You probably have heard that the Catholic bishops of the United States have focused a significant amount of attention in the last few months on the matter of religious liberty and the rights of individual conscience. The matter is headed, of course, to the courts bit it is not that direction which I wish to call to your respectful attention today. Rather I think you should know that the Catholic Church through its bishops are in conversation with the Administration on certain published regulations of the recently enacted Health Care Plan which we find both unacceptable and worse still which we see as frontal attacks on our liberty of freedom of conscience. As employers we would be forced to provide in health care plans services and procedures which clearly are contrary to our beliefs and teachings and individual Catholics would be required to participate in procedures which in the past have enjoyed conscience protection in the law. So far the Administration has not publicly blinked on any of these matters of deep concern to us. If they fail to shift in their present positions, then 2300 employees of the Diocese of St. Petersburg will lose their health care coverage which they have come to treasure and rely upon – I would simply give them what we would have paid for their healthcare and tell them they have to look for coverage elsewhere. For the first time in my adult life, I foresee the possibility of some form of civil disobedience and I am extremely uncomfortable at even the hint of such a thing.

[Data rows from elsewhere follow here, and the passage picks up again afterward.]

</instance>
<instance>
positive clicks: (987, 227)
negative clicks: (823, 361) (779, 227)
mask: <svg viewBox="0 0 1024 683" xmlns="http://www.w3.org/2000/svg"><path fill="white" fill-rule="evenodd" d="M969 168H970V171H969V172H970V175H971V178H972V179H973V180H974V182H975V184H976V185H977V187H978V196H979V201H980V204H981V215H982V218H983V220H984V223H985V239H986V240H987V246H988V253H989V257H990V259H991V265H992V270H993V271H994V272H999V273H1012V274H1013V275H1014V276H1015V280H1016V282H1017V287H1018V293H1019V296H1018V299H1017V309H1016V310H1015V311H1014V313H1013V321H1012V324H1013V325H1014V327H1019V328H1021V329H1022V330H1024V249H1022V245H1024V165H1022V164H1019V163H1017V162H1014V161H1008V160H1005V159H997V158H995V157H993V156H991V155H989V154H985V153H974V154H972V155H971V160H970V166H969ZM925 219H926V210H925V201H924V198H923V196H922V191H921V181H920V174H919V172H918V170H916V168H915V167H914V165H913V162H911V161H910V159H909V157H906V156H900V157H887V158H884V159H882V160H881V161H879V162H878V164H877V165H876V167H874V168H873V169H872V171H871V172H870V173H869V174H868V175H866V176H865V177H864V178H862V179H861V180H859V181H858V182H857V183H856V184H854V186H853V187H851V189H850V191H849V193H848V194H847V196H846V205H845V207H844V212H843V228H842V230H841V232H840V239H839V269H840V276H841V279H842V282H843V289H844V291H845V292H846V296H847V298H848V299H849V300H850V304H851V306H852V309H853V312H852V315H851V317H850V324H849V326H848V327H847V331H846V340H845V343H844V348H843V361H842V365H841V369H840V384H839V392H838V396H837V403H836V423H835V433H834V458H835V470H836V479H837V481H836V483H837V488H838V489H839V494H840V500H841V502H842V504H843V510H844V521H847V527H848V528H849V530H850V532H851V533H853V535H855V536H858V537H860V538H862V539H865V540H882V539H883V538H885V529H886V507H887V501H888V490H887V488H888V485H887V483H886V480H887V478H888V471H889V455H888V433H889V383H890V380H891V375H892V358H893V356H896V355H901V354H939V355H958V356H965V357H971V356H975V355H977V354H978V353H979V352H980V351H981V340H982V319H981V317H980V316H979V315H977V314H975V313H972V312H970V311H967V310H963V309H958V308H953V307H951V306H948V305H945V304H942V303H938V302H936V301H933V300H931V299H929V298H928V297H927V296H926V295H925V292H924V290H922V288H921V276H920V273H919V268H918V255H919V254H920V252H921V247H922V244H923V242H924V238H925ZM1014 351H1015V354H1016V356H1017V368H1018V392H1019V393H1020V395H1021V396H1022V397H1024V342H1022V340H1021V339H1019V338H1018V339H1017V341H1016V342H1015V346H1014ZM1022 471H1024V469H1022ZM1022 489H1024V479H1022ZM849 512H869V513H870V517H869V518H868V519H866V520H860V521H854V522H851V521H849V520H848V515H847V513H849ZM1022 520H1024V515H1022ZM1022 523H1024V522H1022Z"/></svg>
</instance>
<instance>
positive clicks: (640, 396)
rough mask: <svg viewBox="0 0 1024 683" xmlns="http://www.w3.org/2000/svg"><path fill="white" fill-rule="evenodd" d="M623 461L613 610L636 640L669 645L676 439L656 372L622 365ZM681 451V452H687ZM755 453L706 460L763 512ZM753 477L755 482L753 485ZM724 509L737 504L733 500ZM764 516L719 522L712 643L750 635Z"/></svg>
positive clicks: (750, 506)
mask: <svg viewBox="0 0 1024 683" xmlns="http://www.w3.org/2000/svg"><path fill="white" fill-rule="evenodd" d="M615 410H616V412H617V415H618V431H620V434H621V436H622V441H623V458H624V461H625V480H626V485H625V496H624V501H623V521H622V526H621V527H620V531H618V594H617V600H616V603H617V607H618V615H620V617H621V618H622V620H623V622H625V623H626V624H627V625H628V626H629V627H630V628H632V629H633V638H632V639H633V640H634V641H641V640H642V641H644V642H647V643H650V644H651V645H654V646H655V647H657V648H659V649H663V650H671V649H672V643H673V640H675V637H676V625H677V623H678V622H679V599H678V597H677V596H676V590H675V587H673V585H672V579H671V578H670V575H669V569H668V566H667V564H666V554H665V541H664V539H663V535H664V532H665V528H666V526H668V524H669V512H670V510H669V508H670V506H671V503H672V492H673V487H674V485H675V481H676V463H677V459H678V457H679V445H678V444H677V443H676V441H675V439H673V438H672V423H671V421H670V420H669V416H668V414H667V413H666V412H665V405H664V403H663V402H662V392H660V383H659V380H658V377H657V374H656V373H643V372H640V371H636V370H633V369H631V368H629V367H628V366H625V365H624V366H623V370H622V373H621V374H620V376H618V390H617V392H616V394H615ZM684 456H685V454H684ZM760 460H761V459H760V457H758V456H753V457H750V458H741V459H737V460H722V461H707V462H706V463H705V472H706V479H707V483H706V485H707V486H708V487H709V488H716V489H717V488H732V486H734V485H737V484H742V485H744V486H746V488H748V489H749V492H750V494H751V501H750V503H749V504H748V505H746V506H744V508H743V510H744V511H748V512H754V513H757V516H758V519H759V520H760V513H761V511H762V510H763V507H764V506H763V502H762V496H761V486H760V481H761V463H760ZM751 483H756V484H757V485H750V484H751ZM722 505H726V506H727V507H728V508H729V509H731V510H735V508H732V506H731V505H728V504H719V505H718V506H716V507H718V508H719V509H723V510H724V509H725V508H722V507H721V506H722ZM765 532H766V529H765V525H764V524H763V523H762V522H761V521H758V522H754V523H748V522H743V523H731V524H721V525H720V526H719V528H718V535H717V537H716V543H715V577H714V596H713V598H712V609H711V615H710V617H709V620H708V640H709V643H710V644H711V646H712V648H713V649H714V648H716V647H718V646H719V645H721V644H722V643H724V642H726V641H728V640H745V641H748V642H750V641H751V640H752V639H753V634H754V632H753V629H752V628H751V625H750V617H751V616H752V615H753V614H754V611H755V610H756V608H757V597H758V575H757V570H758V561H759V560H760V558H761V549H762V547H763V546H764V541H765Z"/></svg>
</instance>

We just celebrated the national feast day of Thanksgiving. The Puritans and Pilgrims of Massachusetts and the Catholics of Rhode Island and Maryland came to these shores precisely to found and build a nation which would respect and honor religious belief. The First Amendment’s guarantee of freedom of religion reflects those foundational principles. Our founding mothers and fathers fled and escaped precisely what my Church and other denominations are coming to see now as assaults on their freedom of religious exercise and conscience protection. As difficult as it is for me to understand the reluctance of Christian Scientists to seek medical assistance, it is at the heart of their creed, their faith, their belief and I would fight to protect their rights in conscience. I hope others will see what we find at stake in this moment in history. One federal judge in California has said that the guarantee of “religious freedom” and lack of interference from the government pertains only to what we do on Sunday in our Churches and Friday nights in our Synagogues. All else is subject to government regulation. Dear sisters and brothers, we need the Holy Spirit badly.
You heard the Gospel of Matthew a short while ago and its retelling of the call of the apostles. There is a different account to be found in the Fourth Gospel of John. There Andrew sees Jesus and asks, “Rabbi, where are you staying?” Jesus responds, “come and see.” After spending a few hours with Jesus, in John’s Gospel Andrew then quickly seeks out his brother Simon and says, “we have found the Lord.” Today we pray that the work of the Lord can be found in our system of laws and their administration, in the women and men of the bar, rooted in justice and desirous of proclaiming liberty to all. Come, Holy Spirit, Come!
Pray for your country and its leaders. It is not too late to fix what needs to be fixed.